In the first “Destination,” the disaster the doomed avoided was an air crash; in the second, it was a chain-reaction roadway accident; in the third, a roller-coaster mishap. This time around, the characters escape being mowed down in a massive pile-up at a stock-car racetrack thanks to the premonition of Nick (Bobby Campo). But they can’t elude the fickle finger of fate, or the determination of the Grim Reaper if you prefer, shuffling off this mortal coil courtesy of such devices as a swimming pool pump gone berserk, a car wash run amuck, that wayward bathtub, and an exploding theatre showing, of course, a 3D movie (heh, heh). Some of the Rube Goldberg contraptions work and others fail, but the attempts keep coming.

It goes pretty much without saying that in a movie that’s all about grisly death scenes and near-escapes, there’s not much room for such narrative niceties as logic or characterization. One’s introduced merely to stock figures whose only purpose is to serve as fodder for the Reaper’s conspicuously dull blade, which sometimes finds its mark but sometimes needs a second or third chance (red herrings abound, in terms of actual death scenes, because Nick keeps having premonitions). Primary among them is Campo’s Nick, a callow sort of fellow who, along with obligatory girlfriend Lori (Shantel VanSanten) tries to save the lives of other targeted escapees by, among other things, doing Google searches on “visions” and rushing around in futile hope of averting further disasters. Among the cardboard bozos who get their deserts—just or not you can decide—are their best friends, garrulous material girl Janet (Haley Webb) and loathsome Lothario Hunt (Nick Zano). But there are others who start out as strangers: loudmouth bigot Carter (Justin Welborn), a mechanic (Andrew Fiscella) and soccer mom Samantha (Krista Allen), whose demise has so many “almost-got-her”s that they’re beyond counting. Mykelti Williamson also appears, though one wonders why, as a guilt-ridden, alcoholic security man who’s on death’s little list too. He actually tries to invest the character with a little depth and even some humor, to no avail.

Apart from him, the acting is strictly of amateur-theatre quality, and the ineptitude is actually accentuated by the 3D process that shoves the performers into our faces. But one doubts that even thespians of Tandy and Cronyn caliber could have breathed much life into the alternately tedious and ridiculous lines provided them by Eric Bress, who also penned the second picture in the franchise and was out of ideas even then. And the direction by David R. Ellis, also a veteran of “Destination 2” who afterward went on to the Internet-smash, boxoffice-bomb “Snakes on a Plane,” seems more the workmanlike effort of a traffic cop than a real moviemaker. He moves the expository scenes along too phlegmatically, speeding up when the opportunity presents itself for another mediocre-CGI action sequence. The technical aspects of the picture are what you’d expect from this sort of thing; remember what “My Bloody Valentine 3D” looked like, with lots of protruding objects sticking out into the audience? More of the same here. You do have to feel a bit of compassion for cinematographer Glen MacPherson, though; the effort to choreograph everything for maximum in-your-face effect must be wearying.
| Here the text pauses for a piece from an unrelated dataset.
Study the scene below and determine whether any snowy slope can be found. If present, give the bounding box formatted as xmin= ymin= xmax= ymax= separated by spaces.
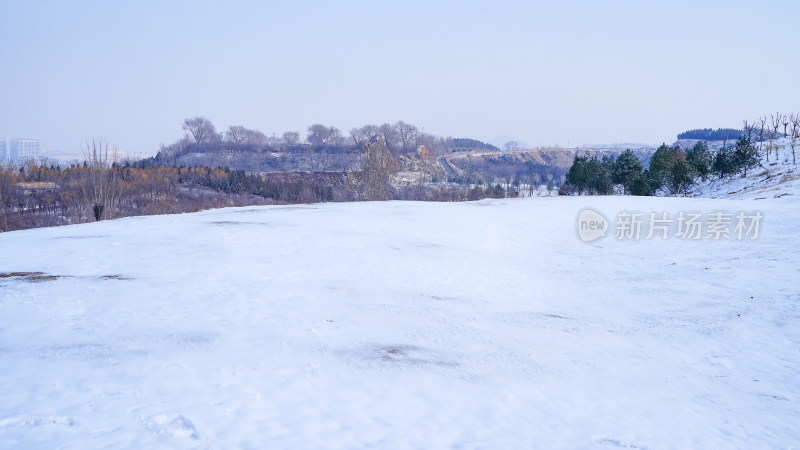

The one good thing about “The Final Destination” is that at least it lacks a knife or chainsaw-wielding villain. Here it’s all about things “accidentally” moving around to cause mishaps, and that’s at least less ugly. But it doesn’t make for a very pleasurable picture. Warner Bros. is demanding a surcharge of viewers for the privilege of seeing the movie in 3D. Actually the company should be paying them for sitting through it at all.